How are two touching grids calculated?: Carefully. They should be pretty rare. One solution is keep a set of 'sigil' neighbor ids that triggers you to look up the box from another grid and save any added Delta to a list until after all the threads are done. Another is to keep a list of boxes that touch other grids and update all of them first. Another is to add a special fourth ThreadedDelta that you only add to with atomic ops.
How are grids partitioned and ordered?: Grids start small, so just grow and merge them naturally. A greedy graph walk from any point will probably make a reasonable sort ordering. If you have a huge grid that needs splitting up, you have a plethora of graph partitioning schemes you could use. The nice thing is you can do this in the background and you only have to do it very rarely after a grid has changed significantly.
Won't the delay lead to sloshing?: Yes, but that's natural. Imagine three pipes with a capacity of 100 connected in a line with the middle one empty and the outer ones full (using my calculation below): First it looks like [100][0][100], then the outer ones push half of their fluid to the center Delta making it look like [50][100][50], then the center one pushes back to make it settle at [67][66][67]. This is great! It looks and feels very fluid-like.
Wait, can't you get higher than 100% capacity in some cases?: Yes, but it should sort itself out very quickly. Just think of it like a high pressure wave. Same example as above but the outside ones are full at a capacity of 1000 instead of 100 (like a tank): [1000][0][1000], the outer ones each think they can push up to 100 into the inner one so the inner one gets overpressurized to [900][200][900], now the middle is at 200% and the outsides are at just 90% so, again, it pushes back to [952][96][952]. Yes I agree this is less than ideal, but if this does similar things to fluids as the belt optimiztion did to belts, I think it's worth it. Just think of it like a high pressure wave. This should be pretty rare.
How do machines and pumps work in this?: They have an internal "pipe" that acts normally, except before the fluid grid updates, it add/subtracts from the Current field whatever it can consume/produce.
Can this fix the 1 wrong fluid stuck in the middle of a pipe problem?: Yes! Glad you asked! Make a special case in the neighbor distribution calculation that makes a box try to push all of its fluid to other neighbors if one neighbor is found with a different fluid type and higher level at an extra rate of the difference between the levels of the other fluid and this box.
Conclusion
Whew. I've been mulling that over for the past month, glad to get it out. What do you think? Did I miss something obvious? Any criticisms/critiques?

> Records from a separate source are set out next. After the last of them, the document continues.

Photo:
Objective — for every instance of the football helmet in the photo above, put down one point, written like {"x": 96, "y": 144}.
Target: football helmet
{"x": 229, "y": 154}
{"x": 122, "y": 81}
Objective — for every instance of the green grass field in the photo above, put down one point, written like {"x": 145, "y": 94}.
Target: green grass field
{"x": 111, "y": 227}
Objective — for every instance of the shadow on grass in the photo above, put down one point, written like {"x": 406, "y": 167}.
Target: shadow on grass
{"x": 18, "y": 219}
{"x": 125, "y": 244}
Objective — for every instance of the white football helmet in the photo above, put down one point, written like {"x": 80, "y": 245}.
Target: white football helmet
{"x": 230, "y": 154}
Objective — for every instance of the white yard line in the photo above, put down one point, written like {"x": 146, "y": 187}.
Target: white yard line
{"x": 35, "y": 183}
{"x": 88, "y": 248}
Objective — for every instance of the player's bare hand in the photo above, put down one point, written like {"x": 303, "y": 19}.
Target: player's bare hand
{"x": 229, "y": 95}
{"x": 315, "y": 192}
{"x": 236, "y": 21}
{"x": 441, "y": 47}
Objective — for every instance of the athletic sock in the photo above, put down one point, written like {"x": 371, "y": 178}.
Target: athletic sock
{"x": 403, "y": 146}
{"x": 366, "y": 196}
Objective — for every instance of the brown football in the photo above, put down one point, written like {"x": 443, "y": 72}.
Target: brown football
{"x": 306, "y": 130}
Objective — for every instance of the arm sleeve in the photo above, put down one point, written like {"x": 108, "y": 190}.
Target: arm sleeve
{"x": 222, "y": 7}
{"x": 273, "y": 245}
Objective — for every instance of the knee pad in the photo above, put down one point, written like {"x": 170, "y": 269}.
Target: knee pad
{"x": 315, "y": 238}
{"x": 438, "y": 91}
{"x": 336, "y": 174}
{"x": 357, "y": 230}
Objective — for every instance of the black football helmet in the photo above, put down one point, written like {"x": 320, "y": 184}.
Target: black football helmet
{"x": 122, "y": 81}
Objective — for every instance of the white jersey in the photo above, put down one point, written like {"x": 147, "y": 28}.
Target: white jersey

Any clarifications you want me to make? (Mods: Is this the right subforum for this?)Thanks for reading!
[1]: How to calculate how fluid is distributed to neighbors is an interesting question in itself and can significantly change how the fluid behaves, but is a bit out of scope. Something simple like: for each neighbor with less fluid than itself, highest first, transfer half of the difference between their levels to that neighbor (rounding down). But I could imagine many kinds of calculations, e.g. a 'viscous' flow that only transfers up to a quarter of the difference or something. You only need the property that given no changes it should even out over time.